Los que por una u otra causa no pudieron ir al estadio, tarareaban al compás de la voz de Silvio: «Solo el amor convierte en milagro el barro, solo el amor alumbra lo que es ternura». Palabras que parecían hechas para la ocasión. Y dio en la diana, como siempre, pues solo con amor, amén del talento, puede firmarse tales carreras.
Ellos tuvieron la mejor escolta que hombre alguno haya tenido. A la diestra su hijo Rogelito, quien años después sería lanzador en series nacionales. Y a la izquierda del gran receptor estuvo Arturito, un retoño que se desempeñó, aunque por poco tiempo, en la receptoría.
Lágrimas necesarias, no fortuitas, corrieron por las mejillas de aquellos que todo lo dieron por la pelota pinareña y por su país, quienes lograron, quizás, el mejor dueto pitcher-receptor que haya visto esta bendita tierra y me atrevo a asegurar que también allende los mares, no solo por los torneos conquistados, sino por la indudable maestría.

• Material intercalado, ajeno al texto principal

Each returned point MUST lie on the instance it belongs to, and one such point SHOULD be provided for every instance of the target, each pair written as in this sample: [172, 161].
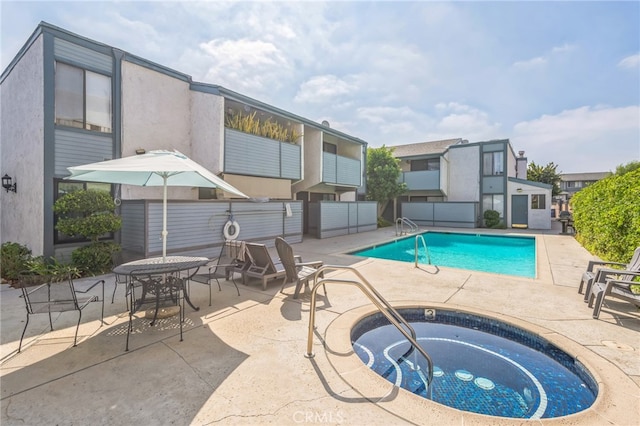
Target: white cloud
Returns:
[323, 89]
[253, 67]
[531, 63]
[586, 139]
[630, 62]
[563, 49]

Ubicado detrás de home seguí la ceremonia. Algo ocurría, parecido al desamparo que suele quedar cuando se van del rectángulo dos irrepetibles. Por suerte y mucho trabajo, imbuidos en ellos continuó hacia la cumbre la pelota del verde más verde del país, donde nunca o casi nunca hay sequías. Entonces continuarían Arturito y otro Castro de nombre Lázaro Arturo, sobrino de Juanito, hijo del amigo Luis. De los pitchers ni hablar: Contreras, Lazo y compañía, siguieron la senda que ellos abrieron.
Al terminar la ceremonia y regresar al dugout, hubo un silencio sepulcral. No podíamos hacernos la idea de perderlos sobre la «colina de los suspiros» y detrás del cajón de bateo. Entonces se oyó una voz: «Ahí van dos campeones». Y el estadio, puesto de pie, les regaló uno de los aplausos más estruendosos, salpicados por lágrimas de mujer, niños, obreros, campesinos, hombres del béisbol y cuantas personas allí estuvieron.
Aquella noche se llenó de corazones.